Courtesy of TIFF
TORONTO, Canada—Taika Waititi’s last trip to the Toronto International Film Festival was in 2019 with Jojo Rabbit, a monumentally misguided and execrable WWII comedy that won the People’s Choice Award on its way to nabbing an Academy Award. Four years later, the writer/director returns to Canada with yet another mirthless mess, Next Goal Wins, the inspired-by-true-events story of a wretched soccer team attempting to reverse its dismal fortunes. Undone by clumsy writing and inapt casting, the film—arriving on the heels of 2022’s strained Thor: Love and Thunder—is another significant misfire for the New Zealand auteur.

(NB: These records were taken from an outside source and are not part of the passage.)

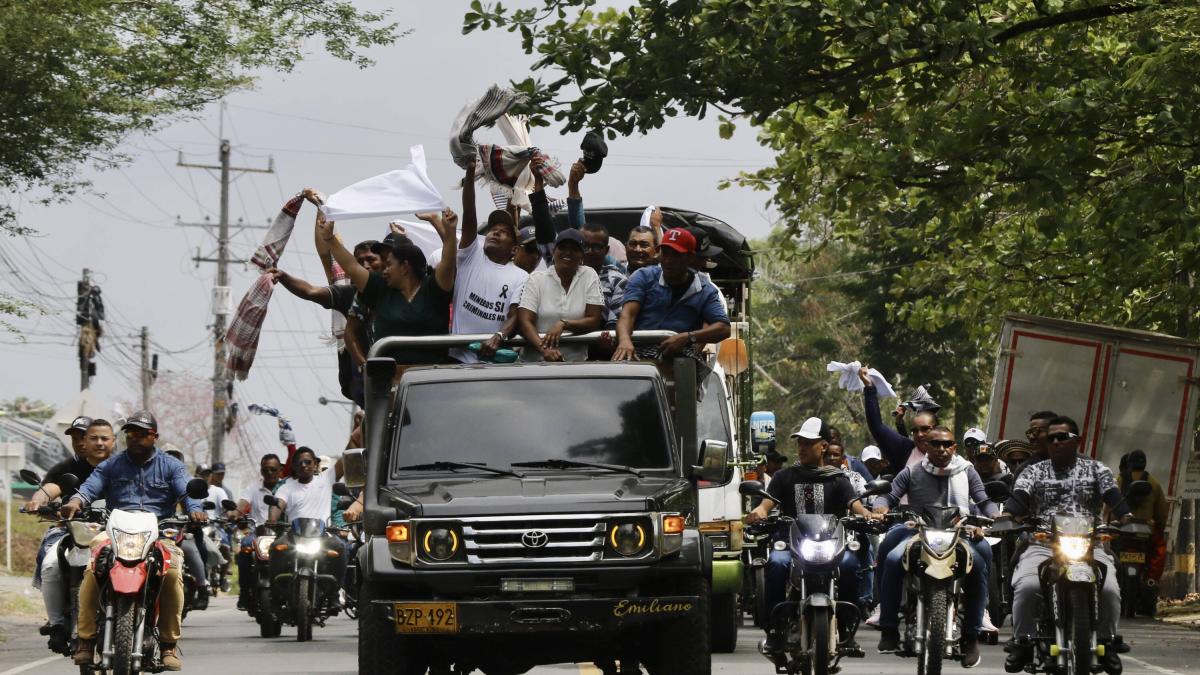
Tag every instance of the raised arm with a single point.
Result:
(469, 219)
(445, 223)
(357, 273)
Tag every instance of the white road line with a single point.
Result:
(31, 664)
(1158, 669)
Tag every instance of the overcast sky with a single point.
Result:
(327, 125)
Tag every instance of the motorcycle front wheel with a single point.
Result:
(930, 662)
(819, 640)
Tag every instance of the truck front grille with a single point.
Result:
(534, 539)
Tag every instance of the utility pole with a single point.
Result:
(222, 300)
(83, 288)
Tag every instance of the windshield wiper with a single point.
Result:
(457, 465)
(574, 464)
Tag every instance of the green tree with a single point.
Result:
(1041, 155)
(78, 76)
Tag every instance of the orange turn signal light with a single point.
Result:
(672, 524)
(397, 532)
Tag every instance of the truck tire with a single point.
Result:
(379, 649)
(667, 655)
(726, 621)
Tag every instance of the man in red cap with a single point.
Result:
(670, 296)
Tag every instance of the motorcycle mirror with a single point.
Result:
(197, 488)
(877, 487)
(1139, 489)
(69, 482)
(997, 490)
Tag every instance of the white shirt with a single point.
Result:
(313, 499)
(483, 292)
(545, 296)
(216, 495)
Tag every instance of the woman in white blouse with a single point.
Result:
(562, 298)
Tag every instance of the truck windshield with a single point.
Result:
(499, 422)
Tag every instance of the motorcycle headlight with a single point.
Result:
(439, 543)
(628, 538)
(819, 551)
(307, 547)
(1074, 548)
(130, 545)
(939, 541)
(263, 547)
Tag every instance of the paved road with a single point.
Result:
(225, 641)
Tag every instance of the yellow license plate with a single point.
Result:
(426, 617)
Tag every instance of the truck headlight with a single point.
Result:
(130, 545)
(439, 543)
(628, 538)
(263, 547)
(1073, 548)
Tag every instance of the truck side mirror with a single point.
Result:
(712, 461)
(354, 470)
(197, 488)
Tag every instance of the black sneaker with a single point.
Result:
(889, 640)
(1110, 662)
(970, 647)
(1019, 656)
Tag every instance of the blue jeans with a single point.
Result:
(779, 567)
(975, 586)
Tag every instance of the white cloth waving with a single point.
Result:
(847, 377)
(403, 191)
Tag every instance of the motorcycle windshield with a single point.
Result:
(307, 527)
(815, 527)
(1073, 525)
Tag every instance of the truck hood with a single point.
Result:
(499, 495)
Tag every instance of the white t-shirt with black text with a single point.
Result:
(483, 292)
(313, 499)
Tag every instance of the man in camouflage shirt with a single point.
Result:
(1065, 484)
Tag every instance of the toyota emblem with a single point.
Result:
(534, 539)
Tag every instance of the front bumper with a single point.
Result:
(552, 615)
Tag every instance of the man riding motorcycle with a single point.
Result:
(1065, 484)
(94, 443)
(807, 488)
(142, 478)
(941, 478)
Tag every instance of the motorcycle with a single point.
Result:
(73, 550)
(810, 616)
(305, 569)
(129, 569)
(936, 561)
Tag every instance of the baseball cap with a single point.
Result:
(705, 246)
(811, 429)
(679, 239)
(527, 234)
(142, 419)
(78, 424)
(569, 234)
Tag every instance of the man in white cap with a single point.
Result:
(873, 458)
(807, 488)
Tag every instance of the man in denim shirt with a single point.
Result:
(141, 478)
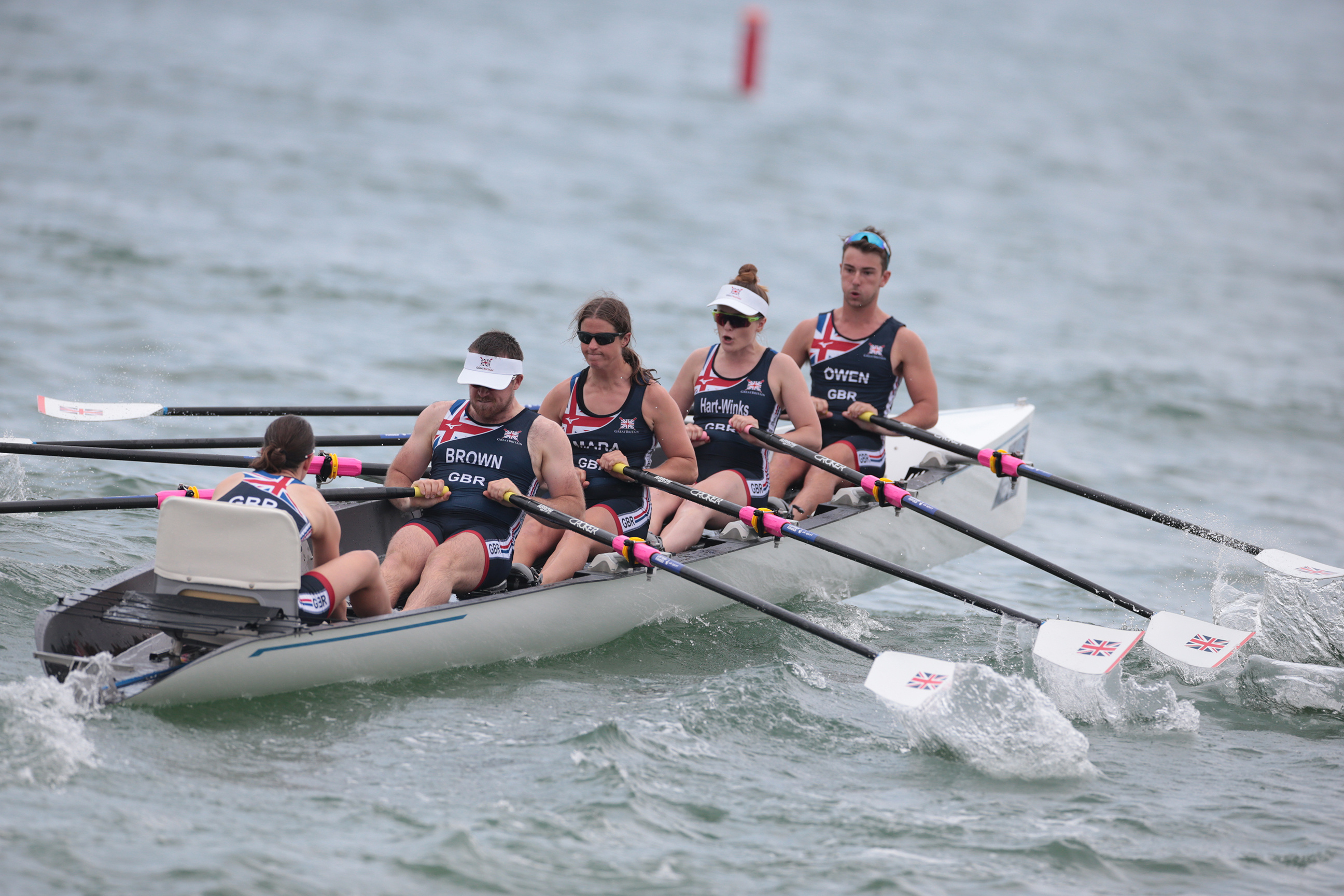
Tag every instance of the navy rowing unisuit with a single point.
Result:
(468, 456)
(592, 436)
(854, 370)
(717, 399)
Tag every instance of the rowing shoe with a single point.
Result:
(904, 679)
(1004, 464)
(1190, 641)
(1079, 647)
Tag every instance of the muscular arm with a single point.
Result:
(792, 390)
(664, 418)
(913, 363)
(553, 461)
(410, 463)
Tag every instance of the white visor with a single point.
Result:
(741, 299)
(488, 371)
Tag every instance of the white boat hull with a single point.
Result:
(570, 615)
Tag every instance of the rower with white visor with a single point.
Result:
(729, 387)
(476, 449)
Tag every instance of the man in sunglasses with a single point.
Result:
(476, 449)
(859, 356)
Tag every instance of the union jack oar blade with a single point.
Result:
(907, 680)
(1080, 647)
(1296, 566)
(88, 412)
(1193, 641)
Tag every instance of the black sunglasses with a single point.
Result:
(603, 339)
(734, 321)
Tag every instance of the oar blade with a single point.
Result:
(907, 680)
(1296, 566)
(1080, 647)
(1194, 641)
(65, 410)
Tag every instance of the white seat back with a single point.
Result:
(240, 550)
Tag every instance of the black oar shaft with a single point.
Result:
(230, 441)
(807, 536)
(954, 523)
(137, 501)
(338, 410)
(1069, 485)
(153, 457)
(675, 567)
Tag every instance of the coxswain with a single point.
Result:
(730, 387)
(276, 480)
(613, 412)
(859, 356)
(478, 451)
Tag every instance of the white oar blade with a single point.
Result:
(906, 679)
(1084, 648)
(1296, 566)
(1194, 641)
(65, 410)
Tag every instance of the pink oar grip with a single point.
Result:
(1007, 463)
(894, 494)
(773, 523)
(178, 494)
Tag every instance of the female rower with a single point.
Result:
(277, 481)
(730, 387)
(613, 412)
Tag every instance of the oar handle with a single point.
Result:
(766, 522)
(637, 551)
(1004, 464)
(897, 496)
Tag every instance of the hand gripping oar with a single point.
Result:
(137, 501)
(133, 410)
(904, 679)
(226, 441)
(323, 465)
(1073, 645)
(1190, 641)
(1004, 464)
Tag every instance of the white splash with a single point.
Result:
(42, 724)
(1116, 699)
(1003, 727)
(1291, 687)
(1295, 620)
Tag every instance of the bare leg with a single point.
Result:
(357, 576)
(786, 471)
(691, 519)
(456, 566)
(664, 506)
(576, 550)
(407, 556)
(534, 542)
(820, 485)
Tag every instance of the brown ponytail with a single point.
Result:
(746, 278)
(288, 441)
(607, 306)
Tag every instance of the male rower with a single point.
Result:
(859, 355)
(480, 449)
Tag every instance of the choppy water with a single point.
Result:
(1129, 213)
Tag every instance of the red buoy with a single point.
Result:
(754, 21)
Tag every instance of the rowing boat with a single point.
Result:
(600, 604)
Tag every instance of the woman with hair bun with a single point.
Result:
(614, 412)
(277, 481)
(730, 387)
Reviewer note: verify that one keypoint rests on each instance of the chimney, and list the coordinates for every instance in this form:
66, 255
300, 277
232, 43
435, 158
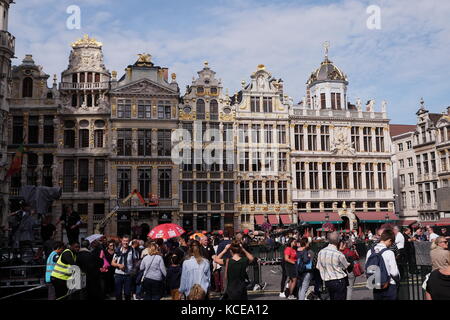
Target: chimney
166, 74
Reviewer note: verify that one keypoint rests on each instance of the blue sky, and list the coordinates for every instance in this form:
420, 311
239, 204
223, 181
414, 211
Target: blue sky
400, 63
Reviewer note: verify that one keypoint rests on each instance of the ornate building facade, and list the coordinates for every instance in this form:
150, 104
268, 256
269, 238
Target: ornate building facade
208, 177
7, 47
263, 151
144, 113
340, 155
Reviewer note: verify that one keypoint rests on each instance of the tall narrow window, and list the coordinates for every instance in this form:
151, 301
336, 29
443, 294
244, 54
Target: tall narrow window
164, 142
123, 182
99, 175
33, 129
27, 87
84, 138
124, 142
370, 184
47, 179
124, 108
281, 130
165, 183
215, 192
355, 139
17, 130
187, 192
357, 176
312, 138
367, 137
270, 192
200, 107
228, 192
379, 139
282, 191
144, 142
326, 175
49, 129
69, 173
298, 137
31, 169
257, 192
300, 175
201, 194
214, 110
145, 181
245, 192
255, 104
267, 104
382, 182
83, 175
313, 176
325, 138
342, 181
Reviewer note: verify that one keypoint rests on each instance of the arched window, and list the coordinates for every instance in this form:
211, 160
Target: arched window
27, 88
89, 100
200, 109
214, 110
74, 100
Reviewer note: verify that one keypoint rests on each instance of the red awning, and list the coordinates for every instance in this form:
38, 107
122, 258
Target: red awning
442, 222
286, 218
407, 223
376, 216
319, 217
273, 219
259, 219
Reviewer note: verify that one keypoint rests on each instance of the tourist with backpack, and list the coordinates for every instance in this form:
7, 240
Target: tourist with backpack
124, 261
333, 265
195, 274
304, 267
381, 268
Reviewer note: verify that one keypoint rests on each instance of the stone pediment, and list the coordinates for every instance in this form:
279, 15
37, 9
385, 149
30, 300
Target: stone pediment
144, 87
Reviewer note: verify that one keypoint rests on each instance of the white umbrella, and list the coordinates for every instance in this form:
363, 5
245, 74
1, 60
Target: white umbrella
94, 237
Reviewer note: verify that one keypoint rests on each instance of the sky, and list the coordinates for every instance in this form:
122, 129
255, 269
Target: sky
400, 62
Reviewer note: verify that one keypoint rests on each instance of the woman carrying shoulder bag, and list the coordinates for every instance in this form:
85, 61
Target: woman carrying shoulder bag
154, 273
235, 270
195, 274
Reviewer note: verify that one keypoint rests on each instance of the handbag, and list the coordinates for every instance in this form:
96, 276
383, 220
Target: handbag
357, 269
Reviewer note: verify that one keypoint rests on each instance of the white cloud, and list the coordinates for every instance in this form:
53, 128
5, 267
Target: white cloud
404, 60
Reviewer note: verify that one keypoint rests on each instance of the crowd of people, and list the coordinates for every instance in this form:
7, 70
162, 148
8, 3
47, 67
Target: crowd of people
179, 268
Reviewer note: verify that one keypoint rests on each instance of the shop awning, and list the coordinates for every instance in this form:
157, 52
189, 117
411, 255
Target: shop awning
442, 222
273, 219
376, 217
319, 217
286, 219
407, 223
259, 219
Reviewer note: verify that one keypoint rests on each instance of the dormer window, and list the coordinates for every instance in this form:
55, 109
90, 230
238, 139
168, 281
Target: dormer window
27, 87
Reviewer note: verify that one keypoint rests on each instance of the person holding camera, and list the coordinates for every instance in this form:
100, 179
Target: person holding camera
235, 270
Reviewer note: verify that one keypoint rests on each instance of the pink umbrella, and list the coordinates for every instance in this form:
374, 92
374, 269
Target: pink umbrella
166, 231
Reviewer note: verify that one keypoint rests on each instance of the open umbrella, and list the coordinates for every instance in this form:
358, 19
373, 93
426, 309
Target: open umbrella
94, 237
196, 235
166, 231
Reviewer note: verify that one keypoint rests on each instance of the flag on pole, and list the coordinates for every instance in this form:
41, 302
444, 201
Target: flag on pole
16, 163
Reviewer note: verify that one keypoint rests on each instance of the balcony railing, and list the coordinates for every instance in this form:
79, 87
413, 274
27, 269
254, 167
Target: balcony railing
7, 41
83, 85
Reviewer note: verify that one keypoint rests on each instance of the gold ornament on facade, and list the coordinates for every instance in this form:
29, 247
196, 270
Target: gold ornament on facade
86, 42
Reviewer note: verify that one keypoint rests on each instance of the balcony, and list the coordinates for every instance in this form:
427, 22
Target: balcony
7, 41
83, 85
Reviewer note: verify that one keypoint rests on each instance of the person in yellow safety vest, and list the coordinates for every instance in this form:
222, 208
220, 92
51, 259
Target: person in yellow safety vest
61, 272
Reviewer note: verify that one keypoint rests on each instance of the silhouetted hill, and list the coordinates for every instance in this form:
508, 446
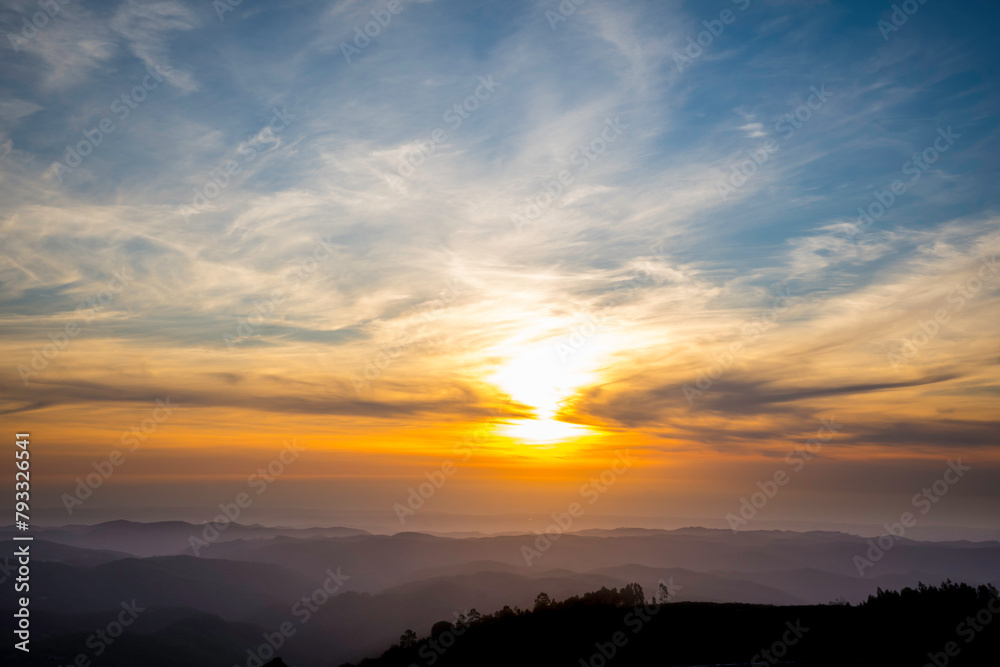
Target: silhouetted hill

The best one can say about it is that it at least doesn’t feature a lovably cartoonish genocidal dictator.
Based on the 2014 documentary of the same name (with “a couple of embellishments along the way”), Next Goal Wins concerns the American Samoa national football (i.e., soccer) team, which suffered a historic 31-0 loss to Australia in its 2001 World Cup qualifier match. As if that peerless defeat weren’t humiliating enough, the team habitually couldn’t score a single goal, which eventually helped it seize sole position of last place in the global standings. Waititi recounts this ignominious state of affairs via early non-fiction footage, and it turns out to be the funniest part of his film, not to mention the realest, since everything that follows is so sketchy that it feels like it was hastily penned on a collection of cocktail napkins.
A decade of incompetence later, American Samoa is desperate for a turnaround, and national football federation president Tavita (Oscar Kightley) believes that the key to that improvement starts with a new coach. As luck would have it, an outsider becomes available when Thomas Rongen (Michael Fassbender) is fired from his current post by an American football federation panel that includes Alex (Will Arnett), Rhys (Rhys Darby) and Thomas’ wife Gail (Elisabeth Moss), from whom he’s unhappily separated. Thomas is a hothead who angrily throws chairs, coolers and other objects like some second-rate Bobby Knight. Predictably, he doesn’t take kindly to his dismissal, nor to the overhead-projector presentation given to him by Rhys that details the five stages of grief he’s going through at the present moment.